The fiscal prudence has led to an estimate of the gross borrowings by the government to finance the deficit at INR 14.11 trillion, which is lower than the FY24 borrowing number. This is going to be a big positive by way of containing inflation expectations as well as bringing down borrowing costs for the private sector. This is being done in a year when there will be international money flowing into India bond markets from June onwards owing to inclusion in the JPM Emerging Markets bond index. This is likely to bring down bond yields significantly. The lower borrowing costs will coincide with the likely resumption of consumption revival in the second half of FY25, and this will aid the private capex sentiment.

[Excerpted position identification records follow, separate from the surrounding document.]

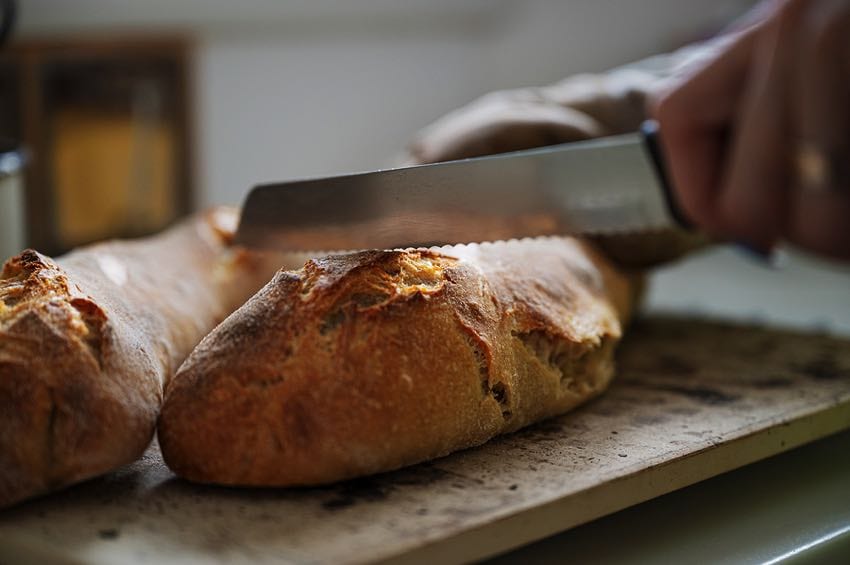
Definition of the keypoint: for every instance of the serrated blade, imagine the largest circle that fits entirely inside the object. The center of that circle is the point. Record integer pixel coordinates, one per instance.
(601, 186)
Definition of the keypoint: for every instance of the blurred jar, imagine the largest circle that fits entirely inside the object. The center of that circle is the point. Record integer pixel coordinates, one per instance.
(12, 213)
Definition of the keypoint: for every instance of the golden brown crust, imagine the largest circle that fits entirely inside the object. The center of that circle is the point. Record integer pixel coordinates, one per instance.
(366, 362)
(87, 343)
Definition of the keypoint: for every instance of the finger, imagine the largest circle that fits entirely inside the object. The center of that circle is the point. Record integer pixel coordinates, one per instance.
(695, 110)
(753, 200)
(821, 119)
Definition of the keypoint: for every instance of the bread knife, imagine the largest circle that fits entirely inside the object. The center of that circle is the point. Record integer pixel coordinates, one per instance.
(609, 185)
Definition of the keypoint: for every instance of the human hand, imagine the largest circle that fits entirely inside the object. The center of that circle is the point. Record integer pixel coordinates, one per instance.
(580, 107)
(757, 135)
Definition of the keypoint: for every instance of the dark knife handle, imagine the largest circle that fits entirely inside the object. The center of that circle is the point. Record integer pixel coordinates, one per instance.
(651, 136)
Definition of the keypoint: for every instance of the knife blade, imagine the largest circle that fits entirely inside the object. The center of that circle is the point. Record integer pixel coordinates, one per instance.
(601, 186)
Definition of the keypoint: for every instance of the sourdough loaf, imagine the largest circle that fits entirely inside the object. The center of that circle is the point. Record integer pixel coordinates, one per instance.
(87, 343)
(366, 362)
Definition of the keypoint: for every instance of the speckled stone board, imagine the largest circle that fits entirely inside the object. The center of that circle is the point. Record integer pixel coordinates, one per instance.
(692, 399)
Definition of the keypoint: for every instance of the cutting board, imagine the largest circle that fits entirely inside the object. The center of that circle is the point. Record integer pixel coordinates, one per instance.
(692, 399)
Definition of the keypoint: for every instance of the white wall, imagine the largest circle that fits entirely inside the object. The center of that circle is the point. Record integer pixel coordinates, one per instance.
(295, 88)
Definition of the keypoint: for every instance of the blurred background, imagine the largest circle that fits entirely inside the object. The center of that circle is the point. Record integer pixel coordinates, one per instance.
(135, 113)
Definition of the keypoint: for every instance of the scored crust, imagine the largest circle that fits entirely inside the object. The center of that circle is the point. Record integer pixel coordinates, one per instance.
(366, 362)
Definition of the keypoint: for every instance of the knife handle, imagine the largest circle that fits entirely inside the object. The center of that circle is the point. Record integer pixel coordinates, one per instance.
(651, 136)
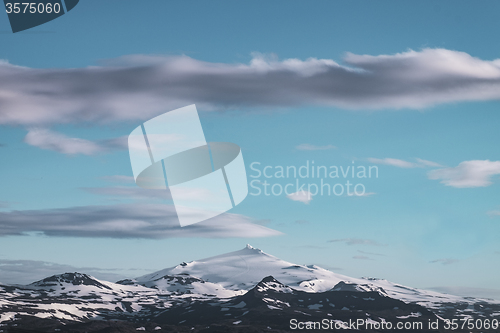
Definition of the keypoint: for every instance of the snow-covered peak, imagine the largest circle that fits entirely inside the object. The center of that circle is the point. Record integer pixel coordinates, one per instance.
(269, 283)
(75, 279)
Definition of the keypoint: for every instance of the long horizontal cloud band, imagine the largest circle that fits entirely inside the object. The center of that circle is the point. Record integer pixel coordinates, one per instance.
(116, 91)
(125, 221)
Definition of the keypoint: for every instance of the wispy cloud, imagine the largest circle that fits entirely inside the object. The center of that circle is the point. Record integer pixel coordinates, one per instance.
(119, 179)
(50, 140)
(153, 84)
(494, 213)
(366, 194)
(355, 241)
(301, 196)
(137, 193)
(362, 258)
(372, 253)
(126, 221)
(469, 291)
(306, 146)
(420, 163)
(445, 261)
(477, 173)
(426, 163)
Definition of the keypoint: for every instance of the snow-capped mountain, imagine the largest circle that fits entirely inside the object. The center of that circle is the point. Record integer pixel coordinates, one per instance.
(243, 269)
(245, 287)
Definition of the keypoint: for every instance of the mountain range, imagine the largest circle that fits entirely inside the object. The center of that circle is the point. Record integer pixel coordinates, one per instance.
(242, 291)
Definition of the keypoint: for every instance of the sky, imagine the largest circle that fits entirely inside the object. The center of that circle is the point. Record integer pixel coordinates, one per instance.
(410, 89)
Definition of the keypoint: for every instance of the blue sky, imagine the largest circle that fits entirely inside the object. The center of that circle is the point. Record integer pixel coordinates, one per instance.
(430, 223)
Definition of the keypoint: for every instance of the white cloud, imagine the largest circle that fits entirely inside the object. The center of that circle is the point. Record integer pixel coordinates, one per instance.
(366, 194)
(475, 173)
(301, 196)
(119, 179)
(445, 261)
(469, 291)
(115, 91)
(404, 164)
(494, 213)
(428, 163)
(394, 162)
(355, 241)
(362, 258)
(126, 221)
(50, 140)
(306, 146)
(135, 192)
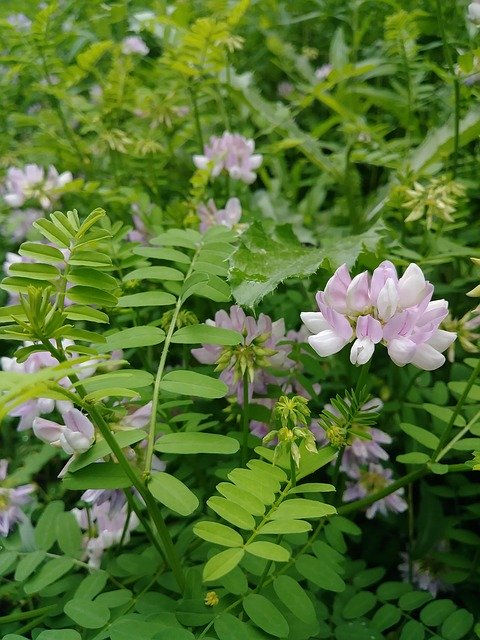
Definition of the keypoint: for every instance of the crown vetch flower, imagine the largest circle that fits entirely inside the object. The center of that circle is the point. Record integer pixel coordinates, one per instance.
(230, 152)
(11, 501)
(382, 308)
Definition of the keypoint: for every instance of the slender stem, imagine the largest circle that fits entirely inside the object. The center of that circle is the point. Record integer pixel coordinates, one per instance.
(245, 422)
(446, 434)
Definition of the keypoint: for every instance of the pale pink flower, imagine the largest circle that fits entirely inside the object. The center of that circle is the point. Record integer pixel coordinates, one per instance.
(11, 501)
(134, 44)
(397, 312)
(228, 217)
(369, 480)
(232, 153)
(31, 182)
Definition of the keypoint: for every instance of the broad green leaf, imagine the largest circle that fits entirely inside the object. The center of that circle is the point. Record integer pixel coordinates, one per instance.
(28, 564)
(147, 299)
(358, 605)
(293, 596)
(221, 563)
(457, 625)
(171, 492)
(413, 600)
(321, 574)
(218, 534)
(385, 617)
(190, 383)
(41, 252)
(154, 273)
(436, 612)
(412, 630)
(197, 442)
(91, 278)
(50, 572)
(285, 526)
(133, 337)
(104, 475)
(268, 550)
(100, 449)
(87, 613)
(301, 508)
(246, 500)
(45, 531)
(232, 513)
(163, 253)
(69, 535)
(265, 615)
(427, 438)
(205, 333)
(415, 457)
(91, 295)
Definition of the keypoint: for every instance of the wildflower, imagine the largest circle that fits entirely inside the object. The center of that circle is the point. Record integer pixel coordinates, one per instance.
(438, 199)
(209, 214)
(11, 501)
(424, 574)
(32, 183)
(369, 480)
(383, 308)
(211, 599)
(75, 436)
(232, 153)
(260, 350)
(104, 528)
(134, 44)
(323, 72)
(473, 12)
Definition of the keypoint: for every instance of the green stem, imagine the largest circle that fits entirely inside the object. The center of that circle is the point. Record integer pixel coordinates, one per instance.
(446, 434)
(245, 422)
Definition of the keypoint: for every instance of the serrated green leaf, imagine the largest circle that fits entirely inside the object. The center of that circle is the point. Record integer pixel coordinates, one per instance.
(265, 615)
(205, 333)
(173, 493)
(87, 614)
(190, 383)
(218, 534)
(221, 563)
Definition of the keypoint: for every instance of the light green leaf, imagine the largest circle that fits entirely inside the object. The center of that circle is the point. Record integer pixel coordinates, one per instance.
(221, 563)
(218, 534)
(171, 492)
(424, 437)
(133, 337)
(232, 513)
(155, 273)
(268, 550)
(200, 442)
(301, 508)
(265, 615)
(87, 613)
(147, 299)
(205, 333)
(190, 383)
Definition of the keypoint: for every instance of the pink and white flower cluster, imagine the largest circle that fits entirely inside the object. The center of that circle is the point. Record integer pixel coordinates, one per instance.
(32, 183)
(381, 308)
(12, 501)
(209, 214)
(231, 153)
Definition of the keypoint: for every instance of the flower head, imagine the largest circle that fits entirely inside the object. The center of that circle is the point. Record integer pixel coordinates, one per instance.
(11, 501)
(232, 153)
(397, 312)
(259, 351)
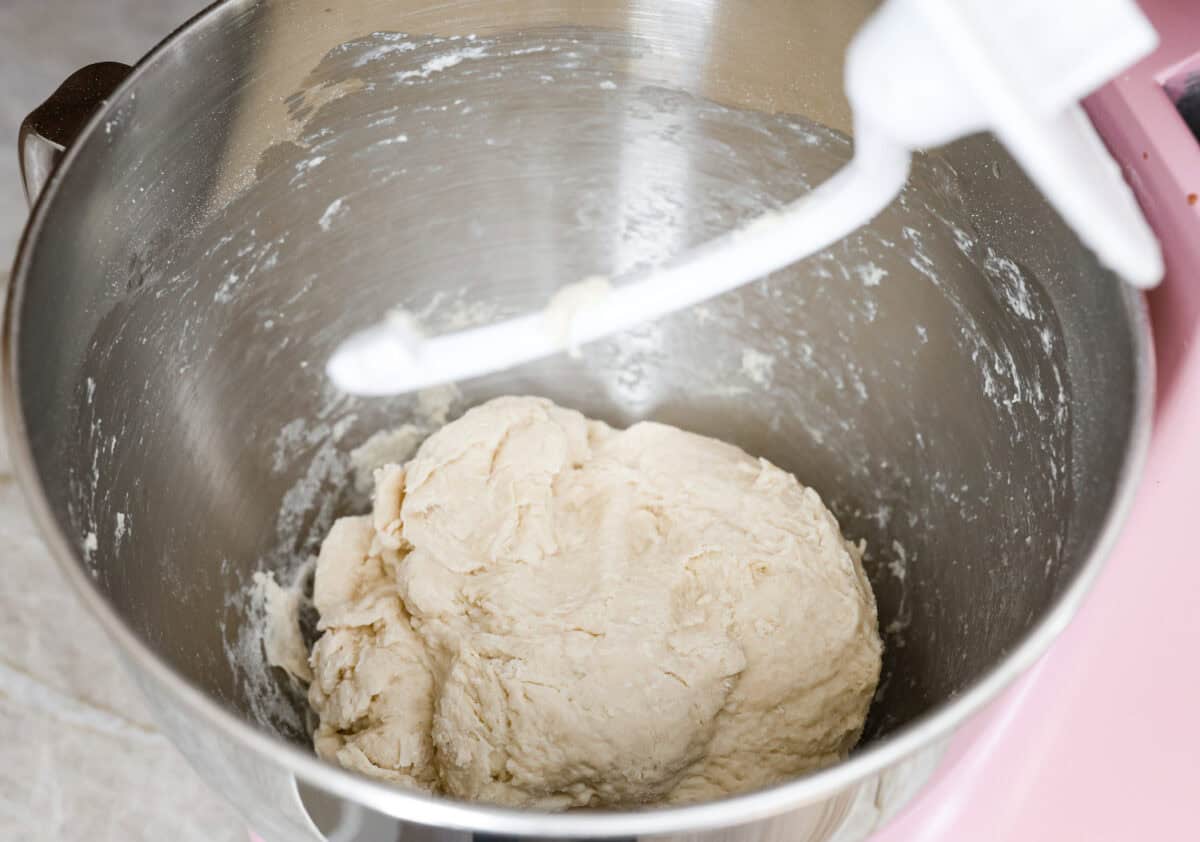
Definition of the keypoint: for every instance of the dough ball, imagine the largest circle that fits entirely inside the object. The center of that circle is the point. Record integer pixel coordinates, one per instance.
(546, 612)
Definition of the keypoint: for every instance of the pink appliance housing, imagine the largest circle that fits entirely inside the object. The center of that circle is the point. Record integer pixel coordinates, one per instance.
(1101, 740)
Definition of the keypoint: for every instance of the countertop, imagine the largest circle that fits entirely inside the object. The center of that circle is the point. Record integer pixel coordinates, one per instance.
(79, 756)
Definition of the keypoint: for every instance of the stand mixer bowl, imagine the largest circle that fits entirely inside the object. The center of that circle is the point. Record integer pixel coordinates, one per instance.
(961, 383)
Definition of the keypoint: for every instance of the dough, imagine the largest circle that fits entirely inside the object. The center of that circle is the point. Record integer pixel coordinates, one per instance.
(546, 612)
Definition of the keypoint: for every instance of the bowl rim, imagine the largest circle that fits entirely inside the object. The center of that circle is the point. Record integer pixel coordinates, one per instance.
(413, 806)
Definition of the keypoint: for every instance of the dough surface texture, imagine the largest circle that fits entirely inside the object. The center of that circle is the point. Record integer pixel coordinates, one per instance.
(550, 613)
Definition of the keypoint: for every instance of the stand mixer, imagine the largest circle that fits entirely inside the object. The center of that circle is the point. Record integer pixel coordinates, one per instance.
(73, 328)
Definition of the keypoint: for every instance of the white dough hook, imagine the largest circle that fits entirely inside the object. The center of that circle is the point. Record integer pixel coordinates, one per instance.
(918, 73)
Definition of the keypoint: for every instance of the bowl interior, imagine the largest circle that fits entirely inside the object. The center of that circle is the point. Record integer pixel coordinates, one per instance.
(958, 379)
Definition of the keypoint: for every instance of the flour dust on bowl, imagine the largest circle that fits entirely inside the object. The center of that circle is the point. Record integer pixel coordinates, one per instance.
(960, 382)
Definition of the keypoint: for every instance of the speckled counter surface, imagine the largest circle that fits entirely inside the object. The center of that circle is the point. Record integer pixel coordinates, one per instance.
(79, 755)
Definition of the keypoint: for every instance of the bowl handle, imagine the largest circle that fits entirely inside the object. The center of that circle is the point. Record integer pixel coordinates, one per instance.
(51, 127)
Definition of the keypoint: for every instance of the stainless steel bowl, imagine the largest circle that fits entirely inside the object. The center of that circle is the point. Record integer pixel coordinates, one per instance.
(960, 380)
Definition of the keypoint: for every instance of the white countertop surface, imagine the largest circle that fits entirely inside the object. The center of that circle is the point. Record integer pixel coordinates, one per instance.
(79, 755)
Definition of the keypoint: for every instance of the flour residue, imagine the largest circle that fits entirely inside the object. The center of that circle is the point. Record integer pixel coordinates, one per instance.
(757, 366)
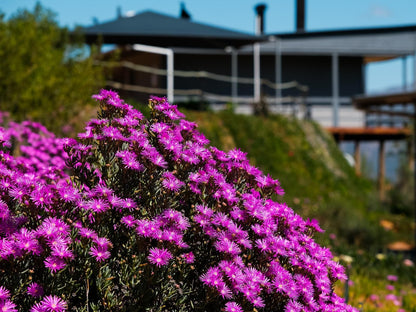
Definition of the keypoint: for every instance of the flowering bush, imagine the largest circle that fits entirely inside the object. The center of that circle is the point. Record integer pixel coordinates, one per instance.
(146, 216)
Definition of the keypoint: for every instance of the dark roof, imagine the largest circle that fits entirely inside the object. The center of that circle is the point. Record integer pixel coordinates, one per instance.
(370, 43)
(347, 32)
(157, 29)
(369, 134)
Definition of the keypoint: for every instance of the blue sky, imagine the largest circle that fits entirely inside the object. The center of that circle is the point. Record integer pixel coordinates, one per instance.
(239, 15)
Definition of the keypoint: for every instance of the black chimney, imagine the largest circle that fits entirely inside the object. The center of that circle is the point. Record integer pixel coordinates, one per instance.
(260, 8)
(184, 13)
(300, 15)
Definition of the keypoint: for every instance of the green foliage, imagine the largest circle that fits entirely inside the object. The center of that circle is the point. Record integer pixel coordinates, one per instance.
(400, 198)
(318, 181)
(45, 73)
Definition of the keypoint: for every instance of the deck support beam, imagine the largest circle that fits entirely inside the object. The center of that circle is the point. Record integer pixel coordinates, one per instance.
(381, 170)
(357, 158)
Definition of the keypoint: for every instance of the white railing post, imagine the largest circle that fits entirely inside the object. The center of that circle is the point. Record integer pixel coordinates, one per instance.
(170, 66)
(335, 89)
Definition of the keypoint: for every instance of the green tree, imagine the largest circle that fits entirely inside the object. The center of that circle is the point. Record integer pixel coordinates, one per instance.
(47, 74)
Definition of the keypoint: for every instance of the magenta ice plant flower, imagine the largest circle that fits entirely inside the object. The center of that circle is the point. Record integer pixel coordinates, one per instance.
(159, 256)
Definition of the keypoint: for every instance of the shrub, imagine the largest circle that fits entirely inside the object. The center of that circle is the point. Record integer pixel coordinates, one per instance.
(42, 65)
(152, 218)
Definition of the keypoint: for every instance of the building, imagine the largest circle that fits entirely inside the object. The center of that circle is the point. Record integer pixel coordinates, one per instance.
(189, 61)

The capital expenditure (capex) spending for FY24 has been revised downwards to INR 9.5 trillion. This pegs the capex allocation next year at INR 11.1 trillion – around 17 per cent higher than the current year. This seems a prudent budgeting as the absorption capacity for capex in a country takes time to build with construction capacity being strained.
The government has outlined a vision for Viksit Bharat by 2047, with GDP being given a new connotation of ‘Governance, Development and Performance’. The Indian economy has seen unprecedented growth in foreign direct investment (FDI) and the finance minister has termed FDI as ‘First Developed India’, possibly hinting at more indigenisation and Aatmanirbharta. There is significant emphasis on research and development, with an INR 1 trillion fund being established to provide low-cost long-tenure loans for investments in this area by the private sector. This is laudable as with technological disruptions, a country can progress with homegrown innovations.
In summary, this is a fiscally prudent interim budget that should help in containing inflation from the fiscal side, bring down borrowing costs for the private sector and continue to support the economy through government capex. We will now await the full budget, expecting it to stick to fiscal prudence and the tango to be played by the monetary policy around June with possible policy rate cuts that will further augment the growth momentum through private capex and consumption. All of this will help India to continue to be the bright spot in the global economic scenario.